Full Version: Using Local Html Data
You're currently viewing a stripped down version of our content. View the full version with proper formatting.
Hi all,

As a newbie, I've been trying to get some practice in webscraping by trying to extract different elements on a html page, but I decided that rather than keep hitting an actual website for data (as a newbie I have a fair few failings!), I'll temporarily save the html into a local file, so that I can load the file locally and keep practising.

I've spent more than 5 hours trying to get python to read my html file and use it with BeautifulSoup and after reading about it in different places and still failing, I thought it was time to reach out for some advice.

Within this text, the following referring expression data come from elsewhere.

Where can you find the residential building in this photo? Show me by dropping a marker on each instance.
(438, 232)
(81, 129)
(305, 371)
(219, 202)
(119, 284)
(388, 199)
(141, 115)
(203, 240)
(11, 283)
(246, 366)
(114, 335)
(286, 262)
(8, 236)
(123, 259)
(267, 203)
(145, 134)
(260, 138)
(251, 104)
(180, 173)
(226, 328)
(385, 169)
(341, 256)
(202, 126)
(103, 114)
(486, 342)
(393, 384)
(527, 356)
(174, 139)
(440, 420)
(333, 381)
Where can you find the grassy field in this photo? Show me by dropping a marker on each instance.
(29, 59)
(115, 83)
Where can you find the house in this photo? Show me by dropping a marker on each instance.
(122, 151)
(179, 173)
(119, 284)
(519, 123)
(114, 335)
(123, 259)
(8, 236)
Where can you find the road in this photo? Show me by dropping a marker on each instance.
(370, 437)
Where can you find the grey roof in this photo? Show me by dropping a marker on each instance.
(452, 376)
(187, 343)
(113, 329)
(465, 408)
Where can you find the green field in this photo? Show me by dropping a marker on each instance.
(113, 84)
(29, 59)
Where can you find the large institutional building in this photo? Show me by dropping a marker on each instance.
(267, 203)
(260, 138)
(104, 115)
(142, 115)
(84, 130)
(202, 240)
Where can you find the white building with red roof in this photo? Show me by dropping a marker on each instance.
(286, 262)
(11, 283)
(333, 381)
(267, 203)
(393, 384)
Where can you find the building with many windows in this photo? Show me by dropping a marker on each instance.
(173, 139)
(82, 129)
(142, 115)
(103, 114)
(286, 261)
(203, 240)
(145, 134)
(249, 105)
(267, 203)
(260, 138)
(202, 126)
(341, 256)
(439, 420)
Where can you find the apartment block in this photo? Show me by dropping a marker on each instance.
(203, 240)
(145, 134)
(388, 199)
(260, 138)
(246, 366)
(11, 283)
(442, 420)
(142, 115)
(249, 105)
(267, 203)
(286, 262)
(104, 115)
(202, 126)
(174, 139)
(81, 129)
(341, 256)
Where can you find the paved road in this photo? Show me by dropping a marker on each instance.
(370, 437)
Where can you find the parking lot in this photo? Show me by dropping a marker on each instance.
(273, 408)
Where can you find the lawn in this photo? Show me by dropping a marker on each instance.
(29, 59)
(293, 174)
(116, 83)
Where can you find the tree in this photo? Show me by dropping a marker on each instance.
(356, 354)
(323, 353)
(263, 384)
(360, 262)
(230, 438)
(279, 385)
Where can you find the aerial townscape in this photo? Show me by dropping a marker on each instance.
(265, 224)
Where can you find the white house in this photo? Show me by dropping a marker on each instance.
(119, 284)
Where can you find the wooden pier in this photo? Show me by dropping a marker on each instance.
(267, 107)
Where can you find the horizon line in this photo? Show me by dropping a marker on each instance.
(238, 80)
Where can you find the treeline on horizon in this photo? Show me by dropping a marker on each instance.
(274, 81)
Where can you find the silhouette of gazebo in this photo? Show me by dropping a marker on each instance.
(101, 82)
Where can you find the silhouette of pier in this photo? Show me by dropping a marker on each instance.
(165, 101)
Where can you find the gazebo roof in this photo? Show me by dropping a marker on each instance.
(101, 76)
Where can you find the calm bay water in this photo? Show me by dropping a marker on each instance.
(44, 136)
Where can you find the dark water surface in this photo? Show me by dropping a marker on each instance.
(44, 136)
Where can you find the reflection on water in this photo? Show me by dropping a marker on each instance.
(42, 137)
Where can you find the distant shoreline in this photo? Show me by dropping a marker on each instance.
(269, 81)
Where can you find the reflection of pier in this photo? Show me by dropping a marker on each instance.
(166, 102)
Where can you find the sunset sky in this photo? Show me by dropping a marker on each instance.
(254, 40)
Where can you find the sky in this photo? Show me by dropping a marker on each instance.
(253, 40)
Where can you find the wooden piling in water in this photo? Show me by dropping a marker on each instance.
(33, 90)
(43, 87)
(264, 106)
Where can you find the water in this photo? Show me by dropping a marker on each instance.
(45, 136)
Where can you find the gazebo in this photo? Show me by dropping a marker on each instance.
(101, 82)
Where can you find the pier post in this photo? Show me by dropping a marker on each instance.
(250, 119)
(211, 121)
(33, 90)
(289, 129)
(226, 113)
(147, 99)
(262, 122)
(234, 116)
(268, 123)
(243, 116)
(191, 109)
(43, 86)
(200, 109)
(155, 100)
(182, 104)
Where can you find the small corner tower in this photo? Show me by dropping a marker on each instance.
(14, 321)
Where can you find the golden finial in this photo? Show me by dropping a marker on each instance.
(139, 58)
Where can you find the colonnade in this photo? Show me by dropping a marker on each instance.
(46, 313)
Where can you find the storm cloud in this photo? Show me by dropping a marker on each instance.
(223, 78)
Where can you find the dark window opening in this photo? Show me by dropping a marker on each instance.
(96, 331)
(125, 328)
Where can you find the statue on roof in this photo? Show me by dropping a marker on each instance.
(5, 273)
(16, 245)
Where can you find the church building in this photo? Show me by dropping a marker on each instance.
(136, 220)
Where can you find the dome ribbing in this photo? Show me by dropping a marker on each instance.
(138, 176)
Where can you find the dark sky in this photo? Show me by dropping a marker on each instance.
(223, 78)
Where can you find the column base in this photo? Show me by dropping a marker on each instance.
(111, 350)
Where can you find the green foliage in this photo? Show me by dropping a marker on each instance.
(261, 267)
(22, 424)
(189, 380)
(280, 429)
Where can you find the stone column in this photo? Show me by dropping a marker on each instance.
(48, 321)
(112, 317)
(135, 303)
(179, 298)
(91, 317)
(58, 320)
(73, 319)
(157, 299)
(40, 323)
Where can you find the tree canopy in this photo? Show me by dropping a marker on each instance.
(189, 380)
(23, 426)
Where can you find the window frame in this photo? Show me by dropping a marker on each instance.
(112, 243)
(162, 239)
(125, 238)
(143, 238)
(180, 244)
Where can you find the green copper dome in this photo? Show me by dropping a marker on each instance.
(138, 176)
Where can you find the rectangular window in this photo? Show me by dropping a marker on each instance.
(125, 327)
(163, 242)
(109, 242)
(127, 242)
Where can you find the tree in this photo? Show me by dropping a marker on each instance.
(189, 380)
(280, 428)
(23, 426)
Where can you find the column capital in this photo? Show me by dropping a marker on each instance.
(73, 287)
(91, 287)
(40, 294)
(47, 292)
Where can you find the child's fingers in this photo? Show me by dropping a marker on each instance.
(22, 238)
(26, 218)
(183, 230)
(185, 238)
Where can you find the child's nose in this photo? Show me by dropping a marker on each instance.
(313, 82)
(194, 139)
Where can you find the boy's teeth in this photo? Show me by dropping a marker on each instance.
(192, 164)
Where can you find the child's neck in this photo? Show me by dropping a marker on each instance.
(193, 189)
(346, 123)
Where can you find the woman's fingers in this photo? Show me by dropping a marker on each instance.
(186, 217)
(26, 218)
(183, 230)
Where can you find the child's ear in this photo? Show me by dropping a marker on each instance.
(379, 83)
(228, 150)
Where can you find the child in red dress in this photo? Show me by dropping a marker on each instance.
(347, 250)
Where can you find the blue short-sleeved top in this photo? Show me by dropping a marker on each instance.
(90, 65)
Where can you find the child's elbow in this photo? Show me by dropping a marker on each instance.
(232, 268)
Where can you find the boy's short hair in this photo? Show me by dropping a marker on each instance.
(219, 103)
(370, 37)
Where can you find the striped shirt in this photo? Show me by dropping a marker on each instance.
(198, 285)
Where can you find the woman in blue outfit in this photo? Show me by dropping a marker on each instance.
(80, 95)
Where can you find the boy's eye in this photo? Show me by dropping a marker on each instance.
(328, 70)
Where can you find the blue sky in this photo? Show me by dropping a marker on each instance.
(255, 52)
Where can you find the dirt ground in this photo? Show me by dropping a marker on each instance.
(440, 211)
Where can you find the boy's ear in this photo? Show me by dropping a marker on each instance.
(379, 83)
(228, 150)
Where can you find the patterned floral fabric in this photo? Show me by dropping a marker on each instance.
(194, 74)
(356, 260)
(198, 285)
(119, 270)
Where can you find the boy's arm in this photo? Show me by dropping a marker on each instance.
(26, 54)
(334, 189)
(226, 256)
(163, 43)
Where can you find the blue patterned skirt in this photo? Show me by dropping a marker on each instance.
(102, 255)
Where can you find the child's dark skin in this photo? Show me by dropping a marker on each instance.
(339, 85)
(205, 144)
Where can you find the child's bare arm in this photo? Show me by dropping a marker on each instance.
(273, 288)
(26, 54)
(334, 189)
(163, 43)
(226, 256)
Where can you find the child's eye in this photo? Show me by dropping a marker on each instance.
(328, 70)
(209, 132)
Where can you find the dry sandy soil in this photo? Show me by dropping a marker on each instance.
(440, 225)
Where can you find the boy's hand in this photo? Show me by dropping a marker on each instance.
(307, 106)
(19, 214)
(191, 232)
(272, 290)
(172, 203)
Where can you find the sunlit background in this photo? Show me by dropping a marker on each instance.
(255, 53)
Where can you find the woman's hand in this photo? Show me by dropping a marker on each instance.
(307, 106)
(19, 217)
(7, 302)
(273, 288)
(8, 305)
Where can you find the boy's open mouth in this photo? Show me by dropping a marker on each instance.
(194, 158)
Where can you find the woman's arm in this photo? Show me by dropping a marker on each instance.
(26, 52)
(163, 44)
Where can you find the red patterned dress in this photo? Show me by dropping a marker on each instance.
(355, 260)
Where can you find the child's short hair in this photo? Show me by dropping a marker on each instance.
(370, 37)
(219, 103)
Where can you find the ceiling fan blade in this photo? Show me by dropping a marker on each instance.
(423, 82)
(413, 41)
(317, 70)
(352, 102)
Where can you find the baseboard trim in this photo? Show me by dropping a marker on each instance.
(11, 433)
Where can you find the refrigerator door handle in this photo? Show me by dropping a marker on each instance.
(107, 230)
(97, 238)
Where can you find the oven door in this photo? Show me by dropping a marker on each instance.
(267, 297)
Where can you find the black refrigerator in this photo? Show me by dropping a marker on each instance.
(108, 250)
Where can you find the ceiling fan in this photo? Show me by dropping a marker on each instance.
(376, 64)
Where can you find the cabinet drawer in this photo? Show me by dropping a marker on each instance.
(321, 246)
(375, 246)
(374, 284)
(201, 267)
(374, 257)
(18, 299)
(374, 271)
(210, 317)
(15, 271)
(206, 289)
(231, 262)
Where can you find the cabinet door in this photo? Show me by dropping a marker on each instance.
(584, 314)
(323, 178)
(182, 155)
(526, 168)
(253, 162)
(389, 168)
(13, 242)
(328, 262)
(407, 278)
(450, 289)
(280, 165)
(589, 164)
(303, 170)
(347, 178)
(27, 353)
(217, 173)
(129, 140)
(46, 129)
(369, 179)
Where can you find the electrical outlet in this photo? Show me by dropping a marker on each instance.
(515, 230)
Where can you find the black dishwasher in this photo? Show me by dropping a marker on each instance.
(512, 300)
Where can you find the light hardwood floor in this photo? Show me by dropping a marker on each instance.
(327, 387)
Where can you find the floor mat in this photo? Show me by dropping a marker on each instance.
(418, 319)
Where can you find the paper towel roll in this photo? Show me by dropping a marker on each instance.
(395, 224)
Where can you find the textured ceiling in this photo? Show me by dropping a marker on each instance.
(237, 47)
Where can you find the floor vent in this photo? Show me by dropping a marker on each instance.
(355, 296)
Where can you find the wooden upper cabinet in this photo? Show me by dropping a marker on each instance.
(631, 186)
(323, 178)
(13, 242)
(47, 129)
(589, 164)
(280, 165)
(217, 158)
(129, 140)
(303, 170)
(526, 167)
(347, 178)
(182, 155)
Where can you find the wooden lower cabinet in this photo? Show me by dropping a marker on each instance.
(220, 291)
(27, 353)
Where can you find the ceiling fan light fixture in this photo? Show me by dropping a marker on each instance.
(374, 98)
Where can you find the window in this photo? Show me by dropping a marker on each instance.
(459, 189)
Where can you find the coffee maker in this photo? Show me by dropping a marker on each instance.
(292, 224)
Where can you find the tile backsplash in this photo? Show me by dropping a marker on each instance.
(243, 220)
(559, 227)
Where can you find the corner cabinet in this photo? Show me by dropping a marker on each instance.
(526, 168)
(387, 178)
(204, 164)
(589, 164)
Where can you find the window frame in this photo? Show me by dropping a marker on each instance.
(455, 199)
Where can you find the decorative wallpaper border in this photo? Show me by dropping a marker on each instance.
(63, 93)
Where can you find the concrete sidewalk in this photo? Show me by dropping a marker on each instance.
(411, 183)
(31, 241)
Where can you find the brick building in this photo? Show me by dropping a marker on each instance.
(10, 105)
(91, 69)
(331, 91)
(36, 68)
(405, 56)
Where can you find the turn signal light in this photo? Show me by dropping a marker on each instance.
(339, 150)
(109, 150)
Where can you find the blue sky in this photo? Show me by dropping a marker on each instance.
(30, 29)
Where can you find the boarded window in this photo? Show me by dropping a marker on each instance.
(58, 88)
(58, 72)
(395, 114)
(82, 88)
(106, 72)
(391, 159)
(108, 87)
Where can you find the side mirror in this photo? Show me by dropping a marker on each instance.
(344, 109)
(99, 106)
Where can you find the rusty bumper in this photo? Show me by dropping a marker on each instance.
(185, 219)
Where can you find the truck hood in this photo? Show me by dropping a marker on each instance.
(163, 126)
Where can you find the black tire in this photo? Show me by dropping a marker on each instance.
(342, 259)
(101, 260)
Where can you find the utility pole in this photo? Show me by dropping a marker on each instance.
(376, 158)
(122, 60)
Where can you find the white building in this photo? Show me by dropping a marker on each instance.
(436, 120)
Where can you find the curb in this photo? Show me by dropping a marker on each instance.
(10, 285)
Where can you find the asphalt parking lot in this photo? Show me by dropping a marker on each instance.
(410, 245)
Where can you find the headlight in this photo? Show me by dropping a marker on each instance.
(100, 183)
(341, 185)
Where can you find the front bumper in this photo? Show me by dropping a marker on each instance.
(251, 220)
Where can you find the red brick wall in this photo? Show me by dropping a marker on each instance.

Here's the last code I tried:

from bs4 import BeautifulSoup

with open("C:\Users\[UserName]\Desktop\localhtml.html") as fp:
    soup = BeautifulSoup(fp, 'html.parser')
And here's the error I'm getting:

Error:
"C:\Users\[UserName\PycharmProjects\PracticeProject\venv\Scripts\python.exe" "C:/Users/[UserName]/PycharmProjects/PracticeProject/testscrape.py" File "C:\Users\[UserName]\PycharmProjects\PracticeProject\testscrape.py", line 29 with open("C:\Users\[UserName\Desktop\localhtml.html") as fp: ^ SyntaxError: (unicode error) 'unicodeescape' codec can't decode bytes in position 2-3: truncated \UXXXXXXXX escape
As I type in the url reference into the code, it seems to suggest it- so I assume I'm referencing it properly.

I've tried looking up youtube or searching google, but perhaps I'm looking up the wrong stuff as I can't seem to find something that works.



The file I'm trying to refer to is saved as a html file. I've attached it- just in case there's a problem there.

Can anyone instruct me how to instruct python to open a local html file and use it with BeautifulSoup please?
Don't use backslash with paths on Windows. A backslash with certain characters (in this case \U) is escape sequence. Use raw string or double backslash or forward slash
(Jun-07-2021, 03:11 AM)buran Wrote: [ -> ]Don't use backslash with paths on Windows. A backslash with certain characters (in this case \U) is escape sequence. Use raw string or double backslash or forward slash

Thanks buran.

How annoyingly simple that was! Big Grin

Appreciate you taking the time to explain- lots to learn!